Так писал Бёрне несколько лет спустя в соденском «Дневнике», вспоминая о своем первом пребывании в Париже. Действительно, после удушливой атмосферы, водворившейся в Германии вслед за обнародованием знаменитых карлсбадских постановлений, после грубого произвола следственных комиссий с их инквизиционными приемами, даже Франция Людовика XVIII должна была показаться немецкому публицисту страною свободы. С веселым юмором он рассказывает о том, как, приехав в Париж в 10 часов утра, без всякого багажа, он, точно вырвавшийся на волю узник, бегал целый день по городу, из Пале-Рояля в Тюльери, из Тюльери на Вандомскую площадь, на бульвар, и только наступившие сумерки напомнили ему о том, что у него еще не было приюта на ночь. Необыкновенная вежливость и деликатность французов приводили его в восторг. Бёрне с удивлением рассказывает, как хозяин гостиницы, в которой он остановился без багажа, узнав из газет, что он приехал как политический беглец, предложил ему весь свой дом, свой стол, даже кошелек и согласился принять от него плату только тогда, когда убедился, что он – человек со средствами. Единственное, что раздражало Бёрне в Париже – это были его соотечественники, поспешившие навестить его сейчас же по приезде и считавшие нужным в его присутствии проливать слезы соболезнования над страданиями «любезного отечества». «Я охотно задушил бы этих мошенников», – восклицает по этому поводу Бёрне, которому притворство и фальшивый либерализм были еще ненавистнее, чем полный политический индифферентизм.
Приезд известного политического писателя не мог остаться незамеченным. В продолжение 14 дней парижские газеты всех партий были наполнены толками о Бёрне, знакомили публику с его деятельностью, приводили выдержки из «Весов» и «Полета времени». Некоторые французские газеты просили его сотрудничества, и Бёрне, совершенно не привыкший в своем отечестве к такому вниманию публики к ее общественным деятелям, самым искренним образом удивлялся тому, что его приезд рассматривается французами как своего рода «событие». «Я не хотел верить своим глазам, – говорил он по поводу газетных толков о его особе, среди которых попадалось, конечно, немало небылиц. – Да что же я такое в самом деле?
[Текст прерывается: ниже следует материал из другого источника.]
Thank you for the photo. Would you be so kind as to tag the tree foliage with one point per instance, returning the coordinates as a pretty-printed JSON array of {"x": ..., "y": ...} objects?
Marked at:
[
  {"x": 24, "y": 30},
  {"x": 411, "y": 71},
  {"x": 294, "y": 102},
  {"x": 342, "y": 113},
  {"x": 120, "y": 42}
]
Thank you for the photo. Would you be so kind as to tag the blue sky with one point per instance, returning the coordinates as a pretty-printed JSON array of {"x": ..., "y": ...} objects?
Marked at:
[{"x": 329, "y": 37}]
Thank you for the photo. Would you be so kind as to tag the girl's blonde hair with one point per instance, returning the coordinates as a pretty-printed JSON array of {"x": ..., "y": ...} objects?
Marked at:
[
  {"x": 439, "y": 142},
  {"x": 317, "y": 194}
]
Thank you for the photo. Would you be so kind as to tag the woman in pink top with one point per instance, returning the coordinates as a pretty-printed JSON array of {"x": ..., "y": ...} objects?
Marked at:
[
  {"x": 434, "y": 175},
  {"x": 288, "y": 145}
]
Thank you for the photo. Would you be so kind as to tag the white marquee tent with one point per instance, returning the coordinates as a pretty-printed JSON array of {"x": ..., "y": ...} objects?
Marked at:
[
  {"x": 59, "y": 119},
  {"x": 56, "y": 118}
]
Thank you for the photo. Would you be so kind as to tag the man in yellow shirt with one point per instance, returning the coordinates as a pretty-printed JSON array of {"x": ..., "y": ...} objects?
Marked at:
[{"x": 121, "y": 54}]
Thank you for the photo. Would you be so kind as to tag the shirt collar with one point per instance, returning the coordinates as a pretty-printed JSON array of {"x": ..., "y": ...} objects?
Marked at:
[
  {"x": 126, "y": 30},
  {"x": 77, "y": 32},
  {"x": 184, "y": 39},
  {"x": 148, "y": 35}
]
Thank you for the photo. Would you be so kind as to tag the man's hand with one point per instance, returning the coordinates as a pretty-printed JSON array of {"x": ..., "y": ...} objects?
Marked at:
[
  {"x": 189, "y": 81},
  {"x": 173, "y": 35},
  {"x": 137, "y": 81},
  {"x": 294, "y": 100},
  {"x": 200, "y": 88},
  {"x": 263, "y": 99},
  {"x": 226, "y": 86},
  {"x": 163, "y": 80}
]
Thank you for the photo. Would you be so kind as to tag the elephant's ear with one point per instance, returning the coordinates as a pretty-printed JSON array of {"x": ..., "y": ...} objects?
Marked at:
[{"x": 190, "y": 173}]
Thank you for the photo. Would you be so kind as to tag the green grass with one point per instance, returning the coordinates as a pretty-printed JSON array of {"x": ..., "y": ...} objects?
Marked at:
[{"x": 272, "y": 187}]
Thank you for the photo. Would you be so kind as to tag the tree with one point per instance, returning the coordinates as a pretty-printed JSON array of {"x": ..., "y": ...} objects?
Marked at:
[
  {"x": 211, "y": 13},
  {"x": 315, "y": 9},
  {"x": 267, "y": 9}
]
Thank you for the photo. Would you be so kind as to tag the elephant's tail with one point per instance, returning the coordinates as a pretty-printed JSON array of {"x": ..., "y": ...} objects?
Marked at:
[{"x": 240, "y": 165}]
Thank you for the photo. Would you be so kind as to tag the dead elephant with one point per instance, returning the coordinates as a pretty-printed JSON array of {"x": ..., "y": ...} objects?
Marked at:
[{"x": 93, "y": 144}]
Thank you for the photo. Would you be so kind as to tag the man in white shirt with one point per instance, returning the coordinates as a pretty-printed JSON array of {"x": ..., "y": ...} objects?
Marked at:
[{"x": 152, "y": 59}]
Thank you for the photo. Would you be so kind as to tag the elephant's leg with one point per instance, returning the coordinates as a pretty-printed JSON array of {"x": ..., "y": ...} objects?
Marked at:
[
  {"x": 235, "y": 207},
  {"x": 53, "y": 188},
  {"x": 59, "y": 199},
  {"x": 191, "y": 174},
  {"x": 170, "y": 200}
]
Высокая особа? Курьер? Певица? Сановник, празднующий свой юбилей? Ни то, ни другое, ни третье, – а между тем обо мне говорят газеты! Что за странный народ!»
Восторги его продолжались, впрочем, недолго. Тоска по родине скоро охватила Бёрне. Мысль, что он оставил Германию не по доброй воле, что ему, может быть, не удастся больше увидеть ее, еще более обостряла это чувство. И Бёрне, еще так недавно жаловавшийся на страшную скуку в Германии, радовавшийся тому, что может дышать менее спертым воздухом, уже через несколько недель пишет г-же Воль письмо, полное страстной тоски по родной стране, в нелюбви к которой его так часто упрекали: «На душе у меня не весело, далеко не весело, дорогая подруга! Я боюсь, чтобы со мной не приключилась болезнь – тоска по родине – и чтобы я не поддался ей. Меня мучает разлука не только с Вами, но и с нашими друзьями, даже с моим отечеством. Право, я сам не думал, что в родной земле пущены мной такие глубокие корни. Каждый раз, когда, идя по улице, я слышу немецкую речь, – сердце мое прыгает от радости. Ну скажите, не болван ли я, что оставил Вас для борьбы за благое дело, – борьбы, за которую, конечно, никто не поблагодарит меня. Покорись я требованиям времени, согласись я писать о тех лицах, о которых позволяют говорить, и умалчивать о том, чего не желают видеть в печати, я мог бы и во Франкфурте безмятежно заниматься литературой. Но свобода и Вы! Сердце человеческое так тесно. Отчего нужно непременно выбрать одно из двух?»